China's new/old auto brand
Chinese corporations have been flexing their new muscles and full wallets in search of one thing they can't produce easily and cheaply - a global brand. What's made the news recently is their failures.
It looks like Chinese appliance maker Qingdao Haier will lose out in its bid to buy the iconic US Maytag brand. But US rival Whirlpool had to up its bid considerably to stay in the game.
While more a resource than a branding issue, it looks like China semi-public oil company's CNOOC has been outbid to buy US oil company Unocal by US rival Chevron Texaco.
But several recent successes indicate that the onslaught is just beginning.
- A Chinese consortium of manufacturers and finance companies just bought Huffy, the #2 bicycle maker in the US. Huffy, making bikes since 1892, had gone bankrupt, not because of its bicycle business, but because of its unfortunate cash-depleting foray into other sports. Huffy has a strong relationship with Wal-Mart, and since the bicycles were being made in China anyway, this is not a big change, other than the survival of well-known US brand in Chinese hands.
- More striking perhaps, is the purchase of an iconic brand in the European auto industry by Nanjing Auto's, which has agreed to bail out bankrupt MG Rover, maker of sport cars and recreation vehicles.. The company plans to bring much of the manufacturing form the UK to China, though some final assembly work will take place in Britain. Now the challenge will be to revive a long moribund brand. 9teher is also a complication with Honda, which has rights to one Rover model which it helped design. There is also a problem with intellectual property rights to Rover designs with Chinese car rival SAIC (Shanghai Automotive Industry Corp.)
MG Rover is the remnant of the older British Leyland company that was formed in in 1968 from a series of mergers a number of British car companies, some with origins in the nineteenth century.

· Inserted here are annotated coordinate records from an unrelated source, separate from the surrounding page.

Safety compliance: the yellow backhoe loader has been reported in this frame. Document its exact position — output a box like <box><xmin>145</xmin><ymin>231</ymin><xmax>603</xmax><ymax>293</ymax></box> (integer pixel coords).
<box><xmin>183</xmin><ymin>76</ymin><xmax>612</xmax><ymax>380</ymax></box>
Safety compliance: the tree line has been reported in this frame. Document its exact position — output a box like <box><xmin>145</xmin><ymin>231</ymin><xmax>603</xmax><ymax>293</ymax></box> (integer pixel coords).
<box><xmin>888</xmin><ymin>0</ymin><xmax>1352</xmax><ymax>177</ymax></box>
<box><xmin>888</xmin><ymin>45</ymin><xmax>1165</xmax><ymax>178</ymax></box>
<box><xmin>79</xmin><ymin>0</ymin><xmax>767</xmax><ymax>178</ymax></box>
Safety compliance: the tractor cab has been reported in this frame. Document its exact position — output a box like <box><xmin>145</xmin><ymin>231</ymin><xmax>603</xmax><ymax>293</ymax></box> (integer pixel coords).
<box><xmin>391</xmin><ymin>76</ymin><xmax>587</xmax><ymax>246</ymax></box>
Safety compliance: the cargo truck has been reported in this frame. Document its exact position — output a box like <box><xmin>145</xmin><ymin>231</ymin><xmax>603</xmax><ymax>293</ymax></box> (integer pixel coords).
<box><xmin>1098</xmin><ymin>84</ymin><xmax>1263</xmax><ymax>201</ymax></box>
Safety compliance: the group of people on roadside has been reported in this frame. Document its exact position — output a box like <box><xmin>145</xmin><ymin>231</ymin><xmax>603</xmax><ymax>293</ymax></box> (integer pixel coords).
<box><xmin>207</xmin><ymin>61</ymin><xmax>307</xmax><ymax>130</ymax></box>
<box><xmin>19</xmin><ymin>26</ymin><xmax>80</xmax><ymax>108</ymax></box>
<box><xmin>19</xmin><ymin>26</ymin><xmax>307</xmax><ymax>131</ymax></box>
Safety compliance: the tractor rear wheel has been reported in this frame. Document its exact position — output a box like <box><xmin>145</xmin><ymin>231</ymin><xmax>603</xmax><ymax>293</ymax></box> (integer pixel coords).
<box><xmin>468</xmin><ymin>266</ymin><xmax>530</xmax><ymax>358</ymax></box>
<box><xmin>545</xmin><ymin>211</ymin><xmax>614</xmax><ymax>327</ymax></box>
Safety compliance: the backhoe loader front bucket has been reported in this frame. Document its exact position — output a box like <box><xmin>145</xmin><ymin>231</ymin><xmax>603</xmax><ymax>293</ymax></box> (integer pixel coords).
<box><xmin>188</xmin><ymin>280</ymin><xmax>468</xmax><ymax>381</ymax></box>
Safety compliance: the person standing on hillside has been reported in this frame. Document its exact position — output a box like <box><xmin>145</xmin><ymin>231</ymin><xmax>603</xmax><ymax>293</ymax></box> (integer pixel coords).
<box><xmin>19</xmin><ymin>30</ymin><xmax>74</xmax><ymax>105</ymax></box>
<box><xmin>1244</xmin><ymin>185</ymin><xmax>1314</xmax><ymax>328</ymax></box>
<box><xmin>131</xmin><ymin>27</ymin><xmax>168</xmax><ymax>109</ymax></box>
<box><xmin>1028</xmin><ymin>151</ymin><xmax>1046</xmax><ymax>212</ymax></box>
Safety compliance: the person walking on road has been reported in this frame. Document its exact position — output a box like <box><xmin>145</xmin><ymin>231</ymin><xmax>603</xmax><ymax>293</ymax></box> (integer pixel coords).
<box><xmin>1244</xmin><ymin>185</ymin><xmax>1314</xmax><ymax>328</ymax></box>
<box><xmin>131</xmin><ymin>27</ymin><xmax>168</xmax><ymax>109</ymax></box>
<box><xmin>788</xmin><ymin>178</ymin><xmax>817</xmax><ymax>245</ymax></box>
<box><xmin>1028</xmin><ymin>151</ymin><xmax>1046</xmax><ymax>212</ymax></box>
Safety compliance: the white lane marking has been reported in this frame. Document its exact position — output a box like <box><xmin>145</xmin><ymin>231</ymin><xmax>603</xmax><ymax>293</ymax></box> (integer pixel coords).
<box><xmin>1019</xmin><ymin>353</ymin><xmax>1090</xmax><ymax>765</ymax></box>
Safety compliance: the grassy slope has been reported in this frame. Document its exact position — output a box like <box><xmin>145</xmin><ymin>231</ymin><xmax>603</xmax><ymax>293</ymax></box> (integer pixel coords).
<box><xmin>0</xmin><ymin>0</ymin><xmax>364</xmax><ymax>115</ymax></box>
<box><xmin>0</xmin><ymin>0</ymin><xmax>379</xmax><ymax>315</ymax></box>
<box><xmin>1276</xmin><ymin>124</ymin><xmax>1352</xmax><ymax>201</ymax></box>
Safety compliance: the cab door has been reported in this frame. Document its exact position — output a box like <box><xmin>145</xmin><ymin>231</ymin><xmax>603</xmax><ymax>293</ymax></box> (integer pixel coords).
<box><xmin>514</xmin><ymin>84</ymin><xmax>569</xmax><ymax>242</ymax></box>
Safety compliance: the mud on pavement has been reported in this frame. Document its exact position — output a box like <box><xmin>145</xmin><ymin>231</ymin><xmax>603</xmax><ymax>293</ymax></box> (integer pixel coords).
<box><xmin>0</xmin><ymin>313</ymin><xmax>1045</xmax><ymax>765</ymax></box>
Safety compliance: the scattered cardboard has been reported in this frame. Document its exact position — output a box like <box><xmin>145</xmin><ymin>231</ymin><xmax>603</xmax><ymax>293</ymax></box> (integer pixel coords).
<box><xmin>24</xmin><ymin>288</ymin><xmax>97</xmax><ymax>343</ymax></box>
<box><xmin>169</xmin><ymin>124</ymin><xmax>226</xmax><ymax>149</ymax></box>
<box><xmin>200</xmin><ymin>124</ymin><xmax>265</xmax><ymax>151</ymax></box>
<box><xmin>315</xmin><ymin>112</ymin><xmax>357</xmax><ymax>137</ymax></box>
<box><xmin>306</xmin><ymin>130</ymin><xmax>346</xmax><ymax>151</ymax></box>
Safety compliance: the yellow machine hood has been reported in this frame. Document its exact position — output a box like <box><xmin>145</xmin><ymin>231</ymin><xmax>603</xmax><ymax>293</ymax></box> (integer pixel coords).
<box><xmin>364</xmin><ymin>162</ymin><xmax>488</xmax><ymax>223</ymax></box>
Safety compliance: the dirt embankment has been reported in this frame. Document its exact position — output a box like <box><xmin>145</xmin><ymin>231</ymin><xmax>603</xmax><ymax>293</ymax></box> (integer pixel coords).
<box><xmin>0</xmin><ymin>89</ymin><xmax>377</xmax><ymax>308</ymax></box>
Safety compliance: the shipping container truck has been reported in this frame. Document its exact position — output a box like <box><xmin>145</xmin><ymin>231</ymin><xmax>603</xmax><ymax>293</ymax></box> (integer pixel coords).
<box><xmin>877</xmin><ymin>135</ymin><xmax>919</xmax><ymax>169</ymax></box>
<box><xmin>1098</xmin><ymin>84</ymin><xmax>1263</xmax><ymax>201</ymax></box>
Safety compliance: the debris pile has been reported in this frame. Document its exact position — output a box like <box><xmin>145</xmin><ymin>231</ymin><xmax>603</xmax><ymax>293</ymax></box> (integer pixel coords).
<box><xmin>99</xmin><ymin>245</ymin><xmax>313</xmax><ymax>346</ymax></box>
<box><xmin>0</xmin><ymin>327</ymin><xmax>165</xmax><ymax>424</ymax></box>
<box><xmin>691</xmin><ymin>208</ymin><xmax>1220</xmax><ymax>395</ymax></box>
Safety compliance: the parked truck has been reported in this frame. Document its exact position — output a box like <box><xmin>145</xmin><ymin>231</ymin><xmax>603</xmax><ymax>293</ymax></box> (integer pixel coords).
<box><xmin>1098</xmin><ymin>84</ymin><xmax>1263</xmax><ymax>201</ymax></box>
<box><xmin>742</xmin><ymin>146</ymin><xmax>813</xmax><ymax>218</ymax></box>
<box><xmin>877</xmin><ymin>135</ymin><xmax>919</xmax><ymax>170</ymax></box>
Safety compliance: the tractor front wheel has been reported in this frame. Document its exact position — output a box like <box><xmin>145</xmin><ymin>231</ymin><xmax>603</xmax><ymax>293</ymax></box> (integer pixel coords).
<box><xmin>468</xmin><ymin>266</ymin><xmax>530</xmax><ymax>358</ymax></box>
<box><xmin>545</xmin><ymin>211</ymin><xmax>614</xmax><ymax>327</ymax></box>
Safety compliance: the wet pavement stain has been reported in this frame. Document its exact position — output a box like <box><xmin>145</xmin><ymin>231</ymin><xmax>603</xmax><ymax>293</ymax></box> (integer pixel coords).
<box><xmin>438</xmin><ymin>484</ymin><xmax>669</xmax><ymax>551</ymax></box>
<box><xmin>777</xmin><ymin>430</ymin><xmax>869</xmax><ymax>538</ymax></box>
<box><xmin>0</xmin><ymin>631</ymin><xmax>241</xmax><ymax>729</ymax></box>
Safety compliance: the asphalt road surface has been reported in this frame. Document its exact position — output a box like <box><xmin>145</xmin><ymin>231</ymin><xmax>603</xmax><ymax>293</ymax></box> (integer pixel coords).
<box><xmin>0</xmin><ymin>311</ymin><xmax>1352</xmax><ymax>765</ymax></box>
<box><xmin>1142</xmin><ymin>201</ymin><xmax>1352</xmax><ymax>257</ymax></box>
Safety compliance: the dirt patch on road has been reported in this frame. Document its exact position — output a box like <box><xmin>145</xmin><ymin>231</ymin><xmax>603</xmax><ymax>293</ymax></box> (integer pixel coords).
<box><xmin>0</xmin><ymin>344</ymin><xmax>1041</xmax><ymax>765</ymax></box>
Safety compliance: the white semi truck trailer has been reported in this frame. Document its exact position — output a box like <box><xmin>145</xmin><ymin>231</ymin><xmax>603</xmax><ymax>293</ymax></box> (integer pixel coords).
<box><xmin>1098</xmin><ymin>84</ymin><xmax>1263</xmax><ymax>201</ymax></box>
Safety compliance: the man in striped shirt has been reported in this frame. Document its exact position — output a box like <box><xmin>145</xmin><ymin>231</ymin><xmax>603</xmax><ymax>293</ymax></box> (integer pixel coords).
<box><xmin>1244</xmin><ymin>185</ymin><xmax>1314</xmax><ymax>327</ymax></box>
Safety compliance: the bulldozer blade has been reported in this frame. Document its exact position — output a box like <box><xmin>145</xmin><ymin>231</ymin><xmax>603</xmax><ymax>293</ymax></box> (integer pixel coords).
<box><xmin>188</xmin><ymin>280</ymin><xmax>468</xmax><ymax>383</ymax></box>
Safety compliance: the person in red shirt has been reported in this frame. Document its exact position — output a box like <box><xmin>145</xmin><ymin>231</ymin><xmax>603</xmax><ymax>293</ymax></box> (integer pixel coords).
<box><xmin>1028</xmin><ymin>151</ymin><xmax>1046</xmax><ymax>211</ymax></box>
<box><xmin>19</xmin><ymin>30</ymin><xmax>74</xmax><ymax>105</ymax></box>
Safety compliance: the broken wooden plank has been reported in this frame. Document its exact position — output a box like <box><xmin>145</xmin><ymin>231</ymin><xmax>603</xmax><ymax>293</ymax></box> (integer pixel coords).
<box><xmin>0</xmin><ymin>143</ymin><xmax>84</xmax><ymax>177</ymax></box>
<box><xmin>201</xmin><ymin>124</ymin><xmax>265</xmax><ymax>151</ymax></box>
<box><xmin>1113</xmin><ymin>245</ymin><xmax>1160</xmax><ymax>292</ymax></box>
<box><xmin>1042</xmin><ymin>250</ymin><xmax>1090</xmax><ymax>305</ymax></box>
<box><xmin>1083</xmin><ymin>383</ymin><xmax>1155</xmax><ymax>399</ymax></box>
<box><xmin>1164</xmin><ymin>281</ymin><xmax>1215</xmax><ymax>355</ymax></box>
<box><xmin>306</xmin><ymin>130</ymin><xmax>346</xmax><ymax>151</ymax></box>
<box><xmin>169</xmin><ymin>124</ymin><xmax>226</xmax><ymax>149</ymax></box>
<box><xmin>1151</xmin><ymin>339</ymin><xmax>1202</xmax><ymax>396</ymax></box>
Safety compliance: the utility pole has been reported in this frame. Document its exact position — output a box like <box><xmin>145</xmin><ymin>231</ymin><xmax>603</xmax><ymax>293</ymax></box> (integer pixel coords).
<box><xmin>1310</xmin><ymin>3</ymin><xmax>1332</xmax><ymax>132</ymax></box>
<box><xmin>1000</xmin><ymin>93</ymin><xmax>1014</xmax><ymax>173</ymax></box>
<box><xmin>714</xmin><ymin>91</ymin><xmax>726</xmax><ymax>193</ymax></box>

Over the years brands like Land Rover and Jaguar were sold off, and finally the brands Mini, Triumph, MG, and Rover were bough by BMW in 1996. The MG and Rover brnds were soon spun back off in 2000.
From being clients and suppliers to large Western corporations, Chinese companies are looking to own and market worldwide brands. It's a new challenge, and the idea of buying brands rather than developing them shows some of the rush Chinese industry is in to exploit its current economic success.